Identifying Property-Encoding Directions

The foundation of our analysis lies in the hypothesis that numeric properties are encoded within low-dimensional linear subspaces of a model’s activation space. We employ partial least squares regression (PLS) to probe the relationship between entity representations in the LM and the corresponding numeric attribute expressions. By correlating activation spaces with numeric outputs across several models and properties, we identify subspaces predictive of numeric attributes. Our empirical findings, using models like Llama-2 7B and Llama-2 13B, indicate that a large fraction of the numeric attribute information is contained within two to six dimensions of these subspaces. Projections onto the top components of PLS regressions reveal clear monotonic structures, reinforcing the hypothesis of low-dimensional encoding of numeric properties.

Causal Effect of Property-Encoding Directions

To transition from correlative evidence to establishing a causal relationship between activation space directions and numeric property expression, we perform interventions through activation patching. By manipulating model activations in targeted directions and observing changes in output, we demonstrate a monotonic relationship between the strength of intervention and the numerical value expressed by the LM. This causal analysis not only confirms the existence of monotonic representations but also highlights the nuanced ways LMs interpret numeric attributes based on their internal representations.

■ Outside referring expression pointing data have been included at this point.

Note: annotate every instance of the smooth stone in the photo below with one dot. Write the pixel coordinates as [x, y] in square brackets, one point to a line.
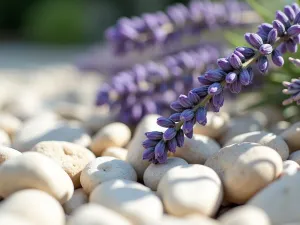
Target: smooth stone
[94, 214]
[191, 189]
[117, 152]
[112, 135]
[33, 170]
[263, 138]
[245, 169]
[48, 128]
[215, 127]
[280, 200]
[78, 199]
[71, 157]
[155, 172]
[104, 169]
[34, 206]
[197, 149]
[135, 149]
[7, 154]
[131, 199]
[4, 139]
[290, 168]
[291, 136]
[245, 215]
[10, 124]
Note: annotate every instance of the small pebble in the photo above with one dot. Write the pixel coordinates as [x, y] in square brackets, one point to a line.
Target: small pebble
[117, 152]
[103, 169]
[94, 214]
[197, 149]
[71, 157]
[112, 135]
[35, 170]
[131, 199]
[245, 169]
[191, 189]
[155, 172]
[78, 199]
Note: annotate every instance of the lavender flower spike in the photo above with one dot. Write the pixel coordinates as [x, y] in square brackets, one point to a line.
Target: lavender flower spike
[212, 96]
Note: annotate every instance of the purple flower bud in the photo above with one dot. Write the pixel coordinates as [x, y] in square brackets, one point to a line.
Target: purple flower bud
[279, 27]
[235, 87]
[201, 91]
[266, 49]
[159, 149]
[149, 143]
[231, 77]
[283, 18]
[164, 122]
[224, 64]
[215, 89]
[291, 46]
[204, 81]
[290, 13]
[244, 77]
[254, 40]
[201, 115]
[175, 117]
[187, 115]
[171, 145]
[169, 134]
[215, 75]
[188, 126]
[193, 97]
[184, 101]
[247, 52]
[293, 30]
[154, 135]
[176, 106]
[148, 154]
[277, 58]
[180, 138]
[263, 64]
[235, 61]
[273, 35]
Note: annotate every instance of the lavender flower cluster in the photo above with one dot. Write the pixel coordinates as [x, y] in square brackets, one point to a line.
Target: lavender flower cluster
[159, 28]
[234, 72]
[150, 87]
[293, 87]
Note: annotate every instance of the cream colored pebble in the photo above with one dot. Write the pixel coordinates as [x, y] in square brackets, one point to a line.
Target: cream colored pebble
[280, 200]
[131, 199]
[215, 127]
[117, 152]
[245, 215]
[191, 189]
[245, 169]
[263, 138]
[34, 206]
[9, 123]
[94, 214]
[71, 157]
[112, 135]
[78, 199]
[35, 170]
[103, 169]
[197, 149]
[7, 153]
[4, 139]
[135, 149]
[291, 136]
[155, 172]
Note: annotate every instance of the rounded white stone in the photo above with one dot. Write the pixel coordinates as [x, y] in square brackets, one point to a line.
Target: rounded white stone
[103, 169]
[131, 199]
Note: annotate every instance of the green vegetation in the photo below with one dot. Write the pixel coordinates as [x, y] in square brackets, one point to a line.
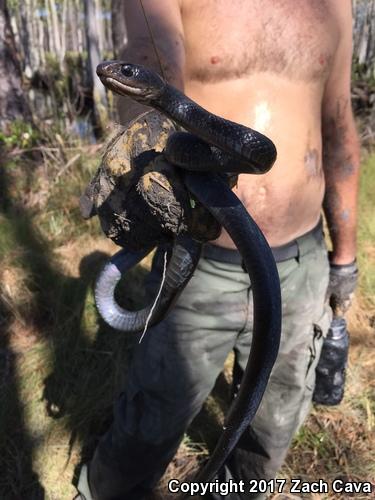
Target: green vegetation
[60, 366]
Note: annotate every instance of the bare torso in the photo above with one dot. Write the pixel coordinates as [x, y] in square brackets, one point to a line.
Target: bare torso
[264, 63]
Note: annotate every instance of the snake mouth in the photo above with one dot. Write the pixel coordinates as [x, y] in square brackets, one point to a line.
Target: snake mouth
[121, 88]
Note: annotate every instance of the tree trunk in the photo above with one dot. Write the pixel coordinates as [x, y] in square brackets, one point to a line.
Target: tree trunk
[364, 32]
[94, 58]
[119, 36]
[13, 104]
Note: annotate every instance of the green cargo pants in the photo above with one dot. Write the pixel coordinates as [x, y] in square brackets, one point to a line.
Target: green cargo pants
[178, 361]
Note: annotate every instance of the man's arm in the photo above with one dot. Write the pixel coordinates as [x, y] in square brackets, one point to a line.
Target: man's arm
[155, 40]
[341, 152]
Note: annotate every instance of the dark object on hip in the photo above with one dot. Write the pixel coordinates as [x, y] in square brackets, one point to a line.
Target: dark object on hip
[291, 250]
[330, 372]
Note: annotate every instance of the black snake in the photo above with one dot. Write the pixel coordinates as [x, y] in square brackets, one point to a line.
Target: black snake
[218, 145]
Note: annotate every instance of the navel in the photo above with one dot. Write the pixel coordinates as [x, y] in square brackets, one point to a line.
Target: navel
[262, 116]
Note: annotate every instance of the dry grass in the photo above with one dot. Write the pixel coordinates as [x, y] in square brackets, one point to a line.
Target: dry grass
[60, 367]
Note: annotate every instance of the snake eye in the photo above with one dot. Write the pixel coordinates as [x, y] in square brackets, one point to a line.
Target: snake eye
[127, 70]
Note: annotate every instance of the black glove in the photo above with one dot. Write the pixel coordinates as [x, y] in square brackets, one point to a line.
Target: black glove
[342, 283]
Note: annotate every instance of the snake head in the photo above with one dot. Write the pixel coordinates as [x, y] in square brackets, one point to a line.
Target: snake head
[131, 80]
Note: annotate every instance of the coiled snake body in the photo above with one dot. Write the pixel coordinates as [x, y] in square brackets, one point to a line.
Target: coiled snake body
[219, 146]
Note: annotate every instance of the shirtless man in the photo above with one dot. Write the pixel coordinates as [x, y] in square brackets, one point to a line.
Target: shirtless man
[283, 68]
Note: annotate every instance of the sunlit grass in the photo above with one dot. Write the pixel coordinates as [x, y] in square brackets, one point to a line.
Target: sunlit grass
[60, 367]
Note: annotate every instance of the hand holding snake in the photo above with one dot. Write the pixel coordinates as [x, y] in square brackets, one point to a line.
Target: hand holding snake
[212, 147]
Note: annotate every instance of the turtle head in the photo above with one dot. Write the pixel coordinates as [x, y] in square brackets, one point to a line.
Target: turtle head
[131, 80]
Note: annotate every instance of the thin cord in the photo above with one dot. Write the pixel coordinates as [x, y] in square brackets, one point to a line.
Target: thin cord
[157, 298]
[153, 40]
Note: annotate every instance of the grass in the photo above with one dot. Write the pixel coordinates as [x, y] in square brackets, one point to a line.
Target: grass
[61, 367]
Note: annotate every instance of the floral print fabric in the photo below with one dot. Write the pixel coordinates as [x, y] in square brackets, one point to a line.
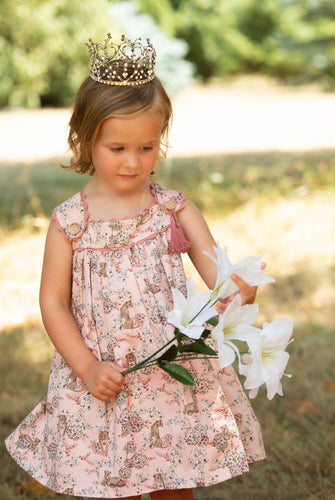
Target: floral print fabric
[157, 433]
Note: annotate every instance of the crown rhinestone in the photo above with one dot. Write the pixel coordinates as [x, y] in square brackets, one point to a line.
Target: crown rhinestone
[128, 63]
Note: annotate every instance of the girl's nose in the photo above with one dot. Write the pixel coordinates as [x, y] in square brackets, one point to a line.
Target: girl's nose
[131, 160]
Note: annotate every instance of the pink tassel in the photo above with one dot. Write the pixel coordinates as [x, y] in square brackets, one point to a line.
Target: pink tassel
[178, 242]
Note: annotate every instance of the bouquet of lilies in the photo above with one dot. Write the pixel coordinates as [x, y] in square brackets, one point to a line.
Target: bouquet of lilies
[196, 320]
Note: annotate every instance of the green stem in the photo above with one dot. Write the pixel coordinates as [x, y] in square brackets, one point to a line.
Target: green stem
[149, 364]
[144, 363]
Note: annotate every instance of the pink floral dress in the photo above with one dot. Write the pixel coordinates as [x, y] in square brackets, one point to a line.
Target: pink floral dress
[157, 433]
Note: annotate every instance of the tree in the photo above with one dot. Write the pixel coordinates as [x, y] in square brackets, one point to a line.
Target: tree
[43, 57]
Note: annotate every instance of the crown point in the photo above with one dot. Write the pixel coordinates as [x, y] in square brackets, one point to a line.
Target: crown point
[128, 63]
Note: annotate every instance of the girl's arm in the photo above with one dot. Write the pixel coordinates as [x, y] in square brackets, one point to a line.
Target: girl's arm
[197, 232]
[102, 378]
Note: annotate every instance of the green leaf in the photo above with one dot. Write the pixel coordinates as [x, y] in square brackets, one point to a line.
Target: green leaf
[200, 347]
[177, 372]
[213, 321]
[170, 354]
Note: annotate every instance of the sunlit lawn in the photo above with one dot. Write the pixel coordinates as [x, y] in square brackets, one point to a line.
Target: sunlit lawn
[254, 202]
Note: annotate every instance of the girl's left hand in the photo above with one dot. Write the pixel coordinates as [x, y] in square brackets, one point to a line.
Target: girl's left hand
[247, 293]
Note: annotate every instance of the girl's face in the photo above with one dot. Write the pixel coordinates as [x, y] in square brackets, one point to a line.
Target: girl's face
[126, 149]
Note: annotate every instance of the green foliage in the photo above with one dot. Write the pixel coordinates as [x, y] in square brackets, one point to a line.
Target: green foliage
[43, 57]
[288, 39]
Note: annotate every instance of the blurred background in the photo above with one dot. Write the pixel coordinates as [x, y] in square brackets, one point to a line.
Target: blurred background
[252, 144]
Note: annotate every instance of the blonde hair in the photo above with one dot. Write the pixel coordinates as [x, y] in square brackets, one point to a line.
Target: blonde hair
[95, 102]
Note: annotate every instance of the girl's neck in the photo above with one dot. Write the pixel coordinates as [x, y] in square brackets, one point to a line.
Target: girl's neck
[104, 203]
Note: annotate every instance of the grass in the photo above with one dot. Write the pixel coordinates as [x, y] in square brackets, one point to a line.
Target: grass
[264, 198]
[222, 183]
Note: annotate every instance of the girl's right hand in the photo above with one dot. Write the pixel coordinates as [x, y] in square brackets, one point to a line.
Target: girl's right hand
[103, 379]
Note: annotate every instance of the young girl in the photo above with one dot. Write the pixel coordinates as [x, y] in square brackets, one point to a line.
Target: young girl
[112, 254]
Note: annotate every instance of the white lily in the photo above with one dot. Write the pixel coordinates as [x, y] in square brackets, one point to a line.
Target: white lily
[248, 269]
[269, 358]
[189, 314]
[234, 324]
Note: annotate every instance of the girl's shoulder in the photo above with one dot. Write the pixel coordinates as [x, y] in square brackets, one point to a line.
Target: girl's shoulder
[169, 198]
[71, 216]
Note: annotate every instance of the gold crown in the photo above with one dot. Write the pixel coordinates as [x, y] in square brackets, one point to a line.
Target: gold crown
[128, 63]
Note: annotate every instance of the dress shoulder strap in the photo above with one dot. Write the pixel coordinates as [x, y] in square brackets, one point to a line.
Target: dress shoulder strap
[169, 198]
[173, 201]
[71, 216]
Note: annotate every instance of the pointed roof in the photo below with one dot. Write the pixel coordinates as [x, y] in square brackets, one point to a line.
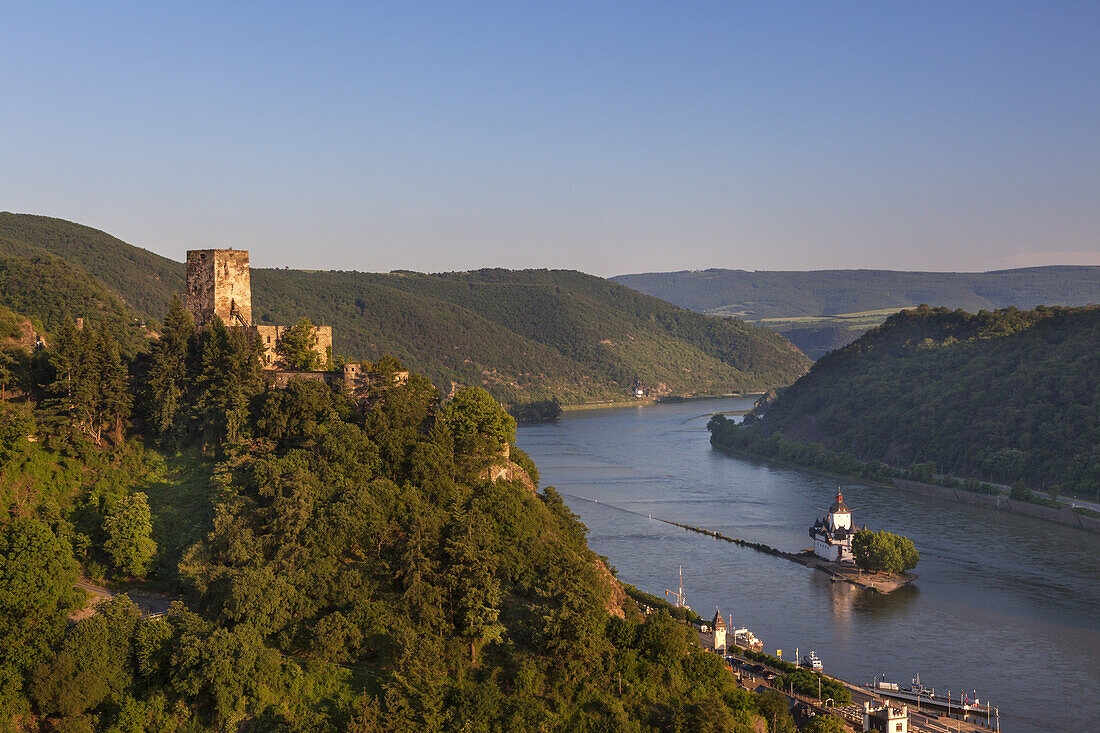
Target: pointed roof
[717, 623]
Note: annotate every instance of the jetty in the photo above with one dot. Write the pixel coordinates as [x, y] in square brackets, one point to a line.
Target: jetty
[879, 582]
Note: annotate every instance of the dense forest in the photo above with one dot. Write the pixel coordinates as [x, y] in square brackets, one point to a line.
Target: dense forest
[827, 309]
[525, 336]
[1007, 396]
[339, 564]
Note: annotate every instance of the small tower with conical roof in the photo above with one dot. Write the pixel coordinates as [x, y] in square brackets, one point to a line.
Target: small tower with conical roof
[718, 628]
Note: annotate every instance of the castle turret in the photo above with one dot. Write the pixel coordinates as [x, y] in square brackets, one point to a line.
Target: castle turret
[718, 626]
[218, 284]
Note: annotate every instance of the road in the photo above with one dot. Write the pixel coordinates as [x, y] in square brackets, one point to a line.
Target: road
[150, 603]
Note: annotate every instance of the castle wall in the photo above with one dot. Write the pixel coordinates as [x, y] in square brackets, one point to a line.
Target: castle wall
[268, 338]
[219, 284]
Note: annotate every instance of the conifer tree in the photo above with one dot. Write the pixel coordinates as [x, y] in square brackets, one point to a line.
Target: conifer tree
[168, 370]
[129, 532]
[475, 592]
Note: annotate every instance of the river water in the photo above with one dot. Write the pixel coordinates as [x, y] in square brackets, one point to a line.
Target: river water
[1005, 605]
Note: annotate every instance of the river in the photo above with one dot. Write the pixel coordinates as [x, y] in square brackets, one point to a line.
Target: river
[1005, 605]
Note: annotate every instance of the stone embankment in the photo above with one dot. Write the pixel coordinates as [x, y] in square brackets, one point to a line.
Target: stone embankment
[1062, 515]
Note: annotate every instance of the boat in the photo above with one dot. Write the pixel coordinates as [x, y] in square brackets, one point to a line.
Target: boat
[746, 639]
[964, 704]
[681, 599]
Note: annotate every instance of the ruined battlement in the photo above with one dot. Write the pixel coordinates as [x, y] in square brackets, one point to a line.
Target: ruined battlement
[219, 284]
[270, 336]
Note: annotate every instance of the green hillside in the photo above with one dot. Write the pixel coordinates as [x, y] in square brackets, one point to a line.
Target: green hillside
[758, 295]
[525, 336]
[826, 309]
[1007, 395]
[315, 564]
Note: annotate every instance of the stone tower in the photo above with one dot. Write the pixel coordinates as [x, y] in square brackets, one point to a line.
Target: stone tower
[218, 284]
[718, 631]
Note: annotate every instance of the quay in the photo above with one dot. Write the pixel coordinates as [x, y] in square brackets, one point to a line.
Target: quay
[755, 675]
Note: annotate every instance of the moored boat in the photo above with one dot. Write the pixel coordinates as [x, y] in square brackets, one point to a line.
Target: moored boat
[745, 638]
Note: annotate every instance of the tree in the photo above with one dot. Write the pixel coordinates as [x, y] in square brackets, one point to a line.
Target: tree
[227, 375]
[475, 592]
[298, 347]
[482, 428]
[36, 577]
[129, 535]
[883, 551]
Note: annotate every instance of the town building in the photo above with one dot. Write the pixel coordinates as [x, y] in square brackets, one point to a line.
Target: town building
[718, 632]
[832, 534]
[886, 718]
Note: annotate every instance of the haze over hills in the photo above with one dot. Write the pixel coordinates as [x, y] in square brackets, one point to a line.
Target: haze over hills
[523, 335]
[821, 310]
[1005, 395]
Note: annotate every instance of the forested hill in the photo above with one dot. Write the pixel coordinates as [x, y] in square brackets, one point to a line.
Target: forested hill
[1007, 395]
[762, 294]
[336, 565]
[523, 335]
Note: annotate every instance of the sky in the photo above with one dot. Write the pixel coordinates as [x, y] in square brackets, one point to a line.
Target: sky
[604, 137]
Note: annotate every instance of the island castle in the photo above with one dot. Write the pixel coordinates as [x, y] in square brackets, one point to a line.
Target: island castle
[219, 283]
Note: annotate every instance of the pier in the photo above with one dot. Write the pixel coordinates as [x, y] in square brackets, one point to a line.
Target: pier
[879, 582]
[754, 675]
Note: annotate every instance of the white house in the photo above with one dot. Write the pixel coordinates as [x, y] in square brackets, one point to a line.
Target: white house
[886, 718]
[832, 534]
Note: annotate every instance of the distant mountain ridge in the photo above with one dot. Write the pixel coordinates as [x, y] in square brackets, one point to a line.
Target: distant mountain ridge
[1005, 395]
[523, 335]
[822, 310]
[779, 294]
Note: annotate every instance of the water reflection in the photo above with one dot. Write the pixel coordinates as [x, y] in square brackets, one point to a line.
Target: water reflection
[1007, 605]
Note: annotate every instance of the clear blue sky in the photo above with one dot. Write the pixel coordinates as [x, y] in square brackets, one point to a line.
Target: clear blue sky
[609, 138]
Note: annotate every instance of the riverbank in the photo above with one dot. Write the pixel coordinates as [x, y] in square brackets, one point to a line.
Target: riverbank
[663, 400]
[880, 582]
[1064, 515]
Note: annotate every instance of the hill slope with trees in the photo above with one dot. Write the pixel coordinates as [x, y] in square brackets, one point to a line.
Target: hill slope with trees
[763, 294]
[525, 336]
[826, 309]
[1011, 395]
[341, 565]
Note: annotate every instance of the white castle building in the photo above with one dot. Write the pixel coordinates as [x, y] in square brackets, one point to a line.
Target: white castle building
[832, 534]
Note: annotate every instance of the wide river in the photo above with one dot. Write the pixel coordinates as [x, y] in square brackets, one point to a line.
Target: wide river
[1004, 605]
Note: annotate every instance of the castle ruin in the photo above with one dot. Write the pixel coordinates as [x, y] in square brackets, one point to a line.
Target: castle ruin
[219, 284]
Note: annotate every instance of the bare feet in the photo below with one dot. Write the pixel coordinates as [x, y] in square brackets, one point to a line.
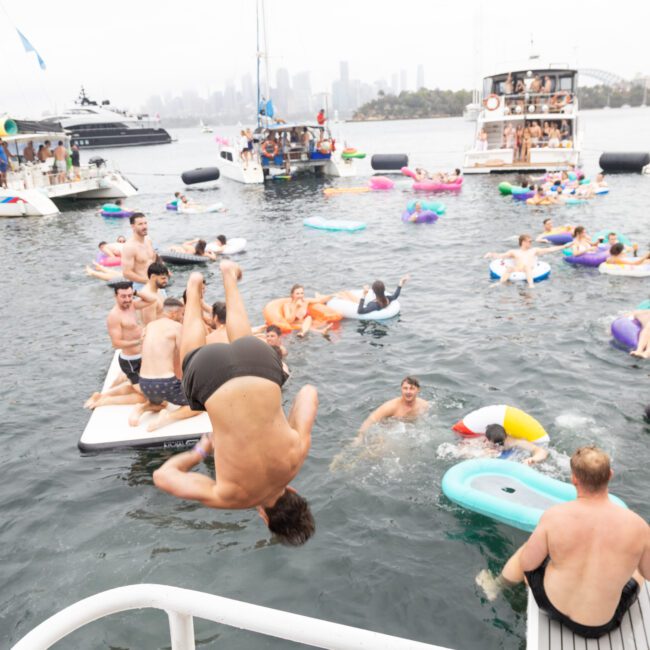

Theoretical and Practical Implications

The discovery of monotonic representation of numeric properties in LMs has both theoretical and practical implications. Theoretically, it enhances our understanding of how abstract numeric information is structured within high-dimensional model internals, suggesting an inherent ability of LMs to organize and utilize this information efficiently. Practically, the ability to edit representation subspaces and predictably alter LM outputs can open new avenues in model interpretability, debugging, and perhaps even in data augmentation and knowledge base updating without retraining.

Future Perspectives in AI

Looking ahead, this work poses several intriguing questions for future research in generative AI and LLMs. The complexity of the discovered subspaces relative to the intrinsic dimensions of activation space, the potential for finding more specific or orthogonal encoding directions, and the impact of these representations on model performance on tasks requiring numeric understanding are areas ripe for exploration. This research lays the groundwork for probing deeper into the representations of not only numeric properties but also more abstract and complex knowledge structures within LLMs.

Conclusion

In summary, our analysis reveals that LLMs encode numeric information in low-dimensional, monotonic subspaces, enabling predictable manipulation of this information. The findings underscore the sophistication with which LMs organize knowledge, providing a new lens through which to view and understand their internal workings. As AI continues to advance, uncovering these underlying structures will be crucial for leveraging the full potential of LLMs in knowledge representation and manipulation.